I tried your suggestion and it works !
I'm going to try awstat or jawstat now
Thanks for your private message 
I tried to follow these rules. I open your file now each I want posting
Have a nice day !
Christophe


----------



## gkontos (Sep 16, 2011)

@cleroy6,

Just a friendly advice. Posting this type of information on a public forum is like asking for hackers to play with you. If I were you I would delete this thread.

George


----------



## cleroy61 (Sep 16, 2011)

Thanks for your advice, I'm going to try to delete this thread but I don't know how ? I'm going looking for !


----------



## anomie (Sep 16, 2011)

IMO, this thread has value for future guests / members. Do you need for phpMyAdmin to be accessible from anywhere in the world? 
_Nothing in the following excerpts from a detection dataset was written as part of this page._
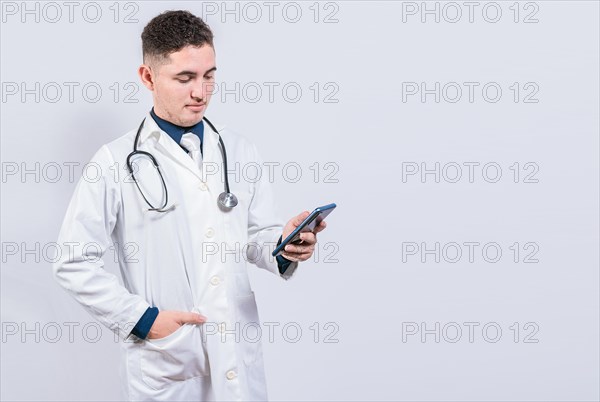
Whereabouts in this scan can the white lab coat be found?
[53,111,298,401]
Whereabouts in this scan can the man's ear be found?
[138,64,154,91]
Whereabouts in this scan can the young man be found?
[53,11,325,401]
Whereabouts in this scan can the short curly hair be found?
[142,10,214,63]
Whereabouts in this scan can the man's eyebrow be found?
[175,67,217,77]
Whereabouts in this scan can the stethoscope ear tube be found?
[126,117,238,212]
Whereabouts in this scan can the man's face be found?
[140,45,217,127]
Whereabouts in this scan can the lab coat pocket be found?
[235,292,262,365]
[140,324,209,390]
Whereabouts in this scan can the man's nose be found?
[191,79,214,102]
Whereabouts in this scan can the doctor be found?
[53,11,325,401]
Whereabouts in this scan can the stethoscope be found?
[127,117,238,212]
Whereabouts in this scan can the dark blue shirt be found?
[131,108,292,339]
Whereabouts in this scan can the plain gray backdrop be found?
[0,1,600,400]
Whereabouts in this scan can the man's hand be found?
[147,311,206,339]
[281,211,327,261]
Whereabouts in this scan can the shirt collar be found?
[150,108,204,148]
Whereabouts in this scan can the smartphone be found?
[272,204,337,257]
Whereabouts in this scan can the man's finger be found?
[299,232,317,245]
[292,211,310,227]
[313,220,327,233]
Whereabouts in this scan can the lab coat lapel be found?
[142,114,220,181]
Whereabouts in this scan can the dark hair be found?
[142,10,214,62]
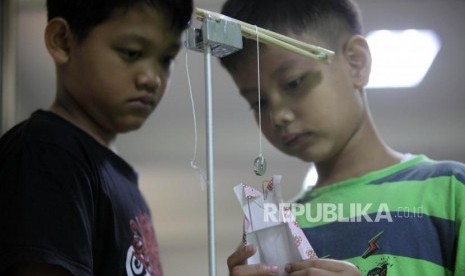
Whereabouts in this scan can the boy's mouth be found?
[129,95,155,108]
[281,133,309,147]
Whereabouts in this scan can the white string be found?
[255,25,263,160]
[185,39,207,191]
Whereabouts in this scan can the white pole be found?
[204,24,216,276]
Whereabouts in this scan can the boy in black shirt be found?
[0,0,192,276]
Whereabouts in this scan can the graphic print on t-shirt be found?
[126,214,162,276]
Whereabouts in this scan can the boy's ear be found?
[45,17,73,64]
[344,35,371,88]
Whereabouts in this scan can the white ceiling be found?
[9,0,465,275]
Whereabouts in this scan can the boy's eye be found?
[119,49,142,61]
[284,77,304,91]
[160,56,175,68]
[250,100,266,113]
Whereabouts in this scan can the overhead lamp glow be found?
[367,29,441,88]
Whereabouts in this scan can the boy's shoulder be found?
[371,155,465,184]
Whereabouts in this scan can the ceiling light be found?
[367,29,441,88]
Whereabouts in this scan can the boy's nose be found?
[270,108,295,128]
[136,70,162,93]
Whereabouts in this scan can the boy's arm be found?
[2,263,72,276]
[228,245,361,276]
[228,245,278,276]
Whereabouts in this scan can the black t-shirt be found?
[0,111,162,276]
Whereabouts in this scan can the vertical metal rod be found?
[204,37,216,276]
[0,0,18,134]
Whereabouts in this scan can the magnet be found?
[253,155,266,176]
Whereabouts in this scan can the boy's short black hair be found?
[47,0,193,42]
[221,0,362,71]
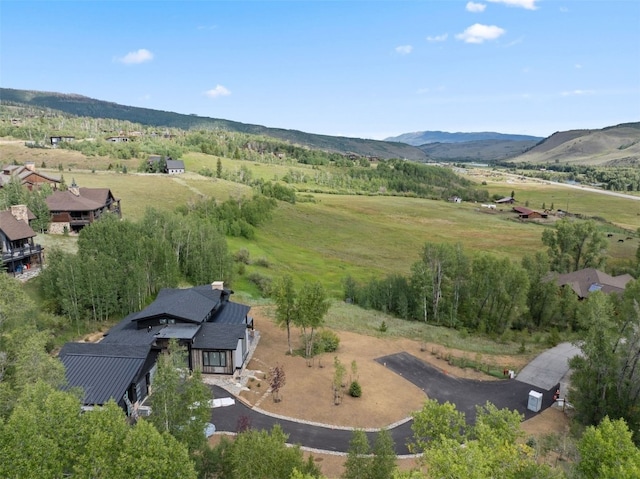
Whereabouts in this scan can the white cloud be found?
[487,0,538,10]
[427,33,449,42]
[456,23,506,43]
[466,2,487,13]
[204,85,231,98]
[120,48,153,65]
[560,90,595,96]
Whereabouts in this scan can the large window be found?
[202,351,227,367]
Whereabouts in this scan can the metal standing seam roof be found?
[132,288,220,323]
[191,323,247,350]
[556,268,633,298]
[0,210,36,241]
[213,301,251,326]
[59,343,149,405]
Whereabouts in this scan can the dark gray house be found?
[59,281,254,415]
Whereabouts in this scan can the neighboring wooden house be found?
[166,159,184,175]
[60,281,254,415]
[45,185,122,234]
[513,206,549,220]
[0,205,42,275]
[49,135,76,147]
[0,162,60,190]
[551,268,633,299]
[147,155,185,175]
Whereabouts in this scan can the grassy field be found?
[230,195,542,294]
[2,140,640,297]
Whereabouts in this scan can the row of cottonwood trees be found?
[344,219,640,335]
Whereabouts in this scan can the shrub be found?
[233,248,251,264]
[247,273,271,294]
[255,256,270,268]
[349,381,362,398]
[313,329,340,355]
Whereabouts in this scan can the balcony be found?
[2,244,42,263]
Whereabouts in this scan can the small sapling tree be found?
[269,365,287,402]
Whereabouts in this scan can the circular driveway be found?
[211,353,557,455]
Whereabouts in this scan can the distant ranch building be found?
[105,136,131,143]
[513,206,549,220]
[147,155,185,175]
[552,268,633,299]
[0,162,60,190]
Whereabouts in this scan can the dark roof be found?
[0,210,36,241]
[45,188,113,211]
[131,285,222,323]
[191,323,247,350]
[167,160,184,170]
[555,268,633,298]
[101,313,165,346]
[59,343,150,405]
[213,301,251,326]
[155,323,200,340]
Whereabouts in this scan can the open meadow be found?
[0,142,640,296]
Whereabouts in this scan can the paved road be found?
[211,353,557,455]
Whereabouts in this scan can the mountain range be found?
[0,88,640,166]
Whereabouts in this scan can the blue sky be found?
[0,0,640,139]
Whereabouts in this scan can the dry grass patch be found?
[242,306,526,428]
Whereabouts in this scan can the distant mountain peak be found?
[384,131,543,146]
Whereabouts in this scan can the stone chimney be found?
[11,205,29,224]
[68,178,80,196]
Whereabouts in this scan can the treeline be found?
[498,163,640,191]
[344,219,640,335]
[344,243,536,335]
[347,160,489,201]
[39,192,275,322]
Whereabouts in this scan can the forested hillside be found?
[0,88,426,161]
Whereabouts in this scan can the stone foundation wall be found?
[48,222,71,235]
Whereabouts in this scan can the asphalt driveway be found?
[376,353,558,424]
[211,353,557,455]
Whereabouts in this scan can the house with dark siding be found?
[59,281,254,416]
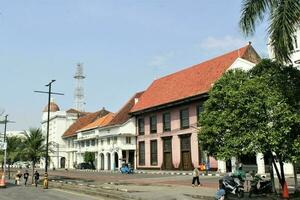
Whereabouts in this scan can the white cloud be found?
[149,51,175,67]
[199,35,247,51]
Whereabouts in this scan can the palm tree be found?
[23,128,46,183]
[240,0,300,63]
[6,136,24,179]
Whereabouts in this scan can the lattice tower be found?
[74,63,85,112]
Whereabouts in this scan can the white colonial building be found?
[74,93,142,170]
[41,99,84,168]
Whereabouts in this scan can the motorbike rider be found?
[233,166,246,182]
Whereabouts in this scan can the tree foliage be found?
[23,128,46,182]
[83,152,95,167]
[240,0,300,63]
[199,60,300,188]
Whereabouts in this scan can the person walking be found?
[192,167,201,187]
[15,171,22,185]
[24,170,29,186]
[33,170,40,187]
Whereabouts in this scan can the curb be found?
[74,169,221,177]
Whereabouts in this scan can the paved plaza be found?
[0,183,105,200]
[0,169,300,200]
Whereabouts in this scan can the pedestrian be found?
[33,170,40,187]
[15,170,22,185]
[192,167,201,187]
[24,170,29,186]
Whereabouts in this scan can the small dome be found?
[43,102,59,112]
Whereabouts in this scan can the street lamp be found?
[34,80,64,189]
[50,141,59,168]
[0,115,12,187]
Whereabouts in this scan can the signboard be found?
[0,142,7,150]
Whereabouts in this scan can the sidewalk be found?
[50,181,216,200]
[71,169,224,176]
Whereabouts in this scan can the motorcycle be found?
[249,175,273,198]
[219,175,244,198]
[120,164,134,174]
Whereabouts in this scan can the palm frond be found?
[239,0,274,35]
[268,0,300,63]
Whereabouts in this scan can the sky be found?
[0,0,268,132]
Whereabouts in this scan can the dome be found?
[43,102,59,112]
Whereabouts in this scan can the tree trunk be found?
[268,157,276,193]
[31,161,35,185]
[271,153,282,188]
[8,162,10,179]
[293,163,299,193]
[279,159,285,189]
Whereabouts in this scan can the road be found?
[0,184,104,200]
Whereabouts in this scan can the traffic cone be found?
[0,173,6,188]
[282,181,289,199]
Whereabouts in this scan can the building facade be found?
[131,44,260,172]
[64,92,142,170]
[41,99,81,168]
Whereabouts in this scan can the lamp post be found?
[51,141,59,168]
[34,80,64,189]
[0,115,12,187]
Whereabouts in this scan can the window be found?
[196,103,204,125]
[126,137,131,144]
[163,113,171,131]
[138,118,145,135]
[294,35,298,49]
[150,140,157,165]
[150,115,157,133]
[139,142,145,165]
[180,109,190,129]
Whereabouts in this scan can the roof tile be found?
[131,44,259,112]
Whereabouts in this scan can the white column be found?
[110,152,116,171]
[256,153,266,174]
[118,150,122,169]
[97,152,101,170]
[104,153,108,170]
[126,150,129,163]
[231,157,237,172]
[218,160,226,173]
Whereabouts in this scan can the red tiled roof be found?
[62,108,109,137]
[76,113,114,132]
[107,91,144,126]
[131,44,259,112]
[43,102,59,112]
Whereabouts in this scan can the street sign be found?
[0,142,7,150]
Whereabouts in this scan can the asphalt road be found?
[0,184,104,200]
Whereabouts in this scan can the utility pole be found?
[34,80,64,189]
[0,115,12,187]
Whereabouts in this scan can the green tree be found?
[83,151,95,168]
[0,136,24,179]
[6,136,24,178]
[23,128,46,183]
[240,0,300,63]
[199,60,300,191]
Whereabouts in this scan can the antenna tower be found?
[74,63,85,112]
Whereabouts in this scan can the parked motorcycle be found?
[219,175,244,198]
[249,175,272,198]
[120,164,134,174]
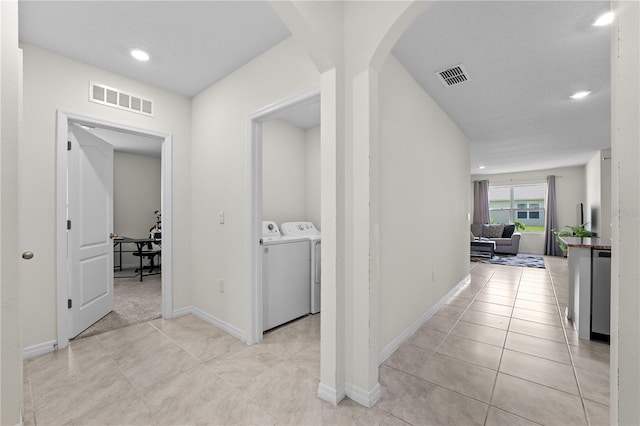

 _If so_, put it behind HTTP digest authentication. (i.e. An outer authentication layer before they ever reach the phpMyAdmin login screen.) 
 _If not_, restrict access to it at the IP level, either using packet filtering or Apache web server access control.


----------



## gkontos (Sep 16, 2011)

@anomie,

sure it does but there are very good reasons not to reveal the url in a public forum.

@cleroy61,

you don't have to delete it. Just edit the first post and remove the http address.

Best to all


----------



## DutchDaemon (Sep 16, 2011)

I anonymized site references. That should take care of this.


----------